Pharmacokinetic data argue strongly for the use of levofloxacin 1.5%, and neither toxicity nor resistance patterns argue against that point.⁹ With levofloxacin 1.5%, we have a broad-spectrum antibiotic with an excellent susceptibility profile, negligible toxicity, and the ability to provide sustained, effective drug concentrations in tissues of interest. This persistence at greater-than-MIC concentrations means that drug will be available when bacteria begin replication — the only time they are susceptible to fluoroquinolones. This helps ensure levofloxacin's efficacy against a range of ocular pathogens, making it a wise choice whenever a broad-spectrum, topical ocular antibiotic is needed. Not only does the research support the use of levofloxacin 1.5% for corneal applications, it is the only fluoroquinolone indicated for the treatment of bacterial keratitis. OM

References

1. Gramates PH, McDonald MB, Salib G, et al. Safety and efficacy of levofloxacin 1.5% eyedrops in nonhuman primates having penetrating keratoplasty: clinical and laboratory findings. J Cataract Refract Surg. 2005;31:1995-1998.

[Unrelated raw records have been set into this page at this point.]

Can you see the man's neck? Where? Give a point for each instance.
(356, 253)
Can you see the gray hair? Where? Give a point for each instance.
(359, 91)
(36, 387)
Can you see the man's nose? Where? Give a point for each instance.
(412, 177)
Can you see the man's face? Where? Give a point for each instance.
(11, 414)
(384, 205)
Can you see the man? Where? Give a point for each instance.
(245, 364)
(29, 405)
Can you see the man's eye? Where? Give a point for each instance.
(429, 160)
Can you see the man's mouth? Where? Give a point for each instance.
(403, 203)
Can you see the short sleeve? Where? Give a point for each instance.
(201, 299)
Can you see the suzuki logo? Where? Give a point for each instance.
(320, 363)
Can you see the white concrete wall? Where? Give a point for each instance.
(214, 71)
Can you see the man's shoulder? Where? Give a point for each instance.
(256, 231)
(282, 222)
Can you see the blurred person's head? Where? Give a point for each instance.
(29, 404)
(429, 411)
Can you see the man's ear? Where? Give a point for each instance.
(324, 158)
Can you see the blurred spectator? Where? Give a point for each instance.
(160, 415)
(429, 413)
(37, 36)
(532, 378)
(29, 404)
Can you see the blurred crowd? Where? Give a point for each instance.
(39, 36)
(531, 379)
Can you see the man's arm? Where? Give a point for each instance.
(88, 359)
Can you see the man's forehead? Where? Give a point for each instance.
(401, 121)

2. Schneider S, Bezwada P: Penetration and persistence of levofloxacin, moxifloxacin, and gatifloxacin in corneal tissue. Presented at the 2008 Annual Meeting of the Association for Research in Vision and Ophthalmology, April 27-May 1, 2008, Ft Lauderdale, FL.
3. McDonald MB, Bezwada P: Penetration and persistence of levofloxacin, moxifloxacin, and gatifloxacin in corneal tissue. Presented at the 2008 Annual Meeting of the Association for Research in Vision and Ophthalmology. April 27-May 1, 2008, Ft Lauderdale, FL.

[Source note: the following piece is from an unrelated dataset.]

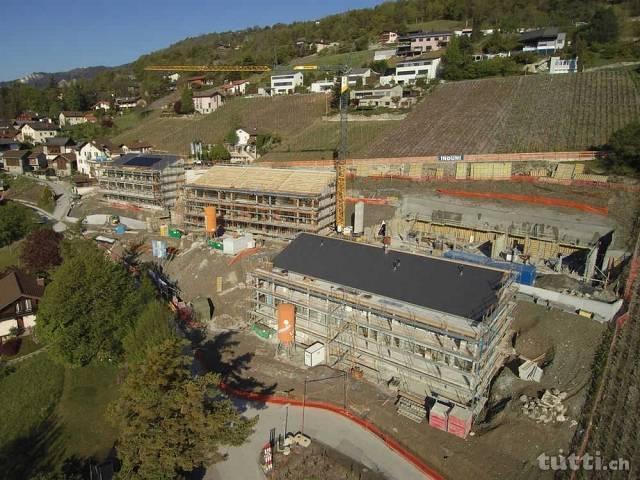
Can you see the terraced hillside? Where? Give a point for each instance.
(285, 116)
(515, 114)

4. Skelnik DL, Clark LA, Bezwada P. Effect of drug concentration and exposure time of levofloxacin, ofloxacin, ciprofloxacin, gatifloxacin, and moxifloxacin on human corneal endothelial cells and keratocytes. Invest Ophthalmol Vis Sci 2003:44: E-Abstract 4739.

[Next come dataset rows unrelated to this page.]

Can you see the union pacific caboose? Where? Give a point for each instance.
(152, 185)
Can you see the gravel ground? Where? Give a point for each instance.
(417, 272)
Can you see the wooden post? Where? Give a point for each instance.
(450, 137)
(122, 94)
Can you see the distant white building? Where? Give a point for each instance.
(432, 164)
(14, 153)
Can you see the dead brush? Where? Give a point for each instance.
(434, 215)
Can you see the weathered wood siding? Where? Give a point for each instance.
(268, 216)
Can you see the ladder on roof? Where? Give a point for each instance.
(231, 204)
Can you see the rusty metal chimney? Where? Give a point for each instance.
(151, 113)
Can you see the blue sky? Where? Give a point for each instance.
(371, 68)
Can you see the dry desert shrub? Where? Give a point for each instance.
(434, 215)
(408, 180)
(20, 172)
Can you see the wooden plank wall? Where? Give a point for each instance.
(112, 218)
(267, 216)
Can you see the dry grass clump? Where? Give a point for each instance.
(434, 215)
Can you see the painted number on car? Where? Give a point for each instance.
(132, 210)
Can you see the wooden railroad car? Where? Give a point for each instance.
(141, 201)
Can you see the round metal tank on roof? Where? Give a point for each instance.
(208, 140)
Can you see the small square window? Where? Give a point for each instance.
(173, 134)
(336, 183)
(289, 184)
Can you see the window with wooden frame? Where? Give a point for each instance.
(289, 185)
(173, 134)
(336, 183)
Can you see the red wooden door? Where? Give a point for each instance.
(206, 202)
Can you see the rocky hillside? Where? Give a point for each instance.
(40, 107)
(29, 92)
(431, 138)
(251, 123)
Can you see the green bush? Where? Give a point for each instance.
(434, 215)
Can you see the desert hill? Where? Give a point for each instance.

5. IQUIX package insert, Santen, Inc.
6. Walters TR, Hart W. Tear concentration of 1.5% levofloxacin ophthalmic solution following topical administration in healthy adult volunteers. Invest Ophthalmol Vis Sci. 2003; 44: E-Abstract 4453.
7. Abelson MB, Torkildsen G, Shapiro A, Lapsa I. Corneal effects of 1.5% levofloxacin (IQUIX(r)) in humans. Poster presented at ASCRS-ASOA Symposium & Congress. April 4-9, 2008, Chicago, IL.
8. Asbell PA, Sahm DF, Ocular TRUST. Longitudinal nationwide antimicrobial susceptibility surveillance in ocular isolates. Results from Ocular TRUST 2. Poster presented at the Association for Research in Vision and Ophthalmology (ARVO), Ft Lauderdale, FL, April 27-May 1, 2008.
9. McDonald MB. Research review and update: IQUIX (Levofloxacin 1.5%). Int Ophthalmol Clin.2006;46(4):47-60.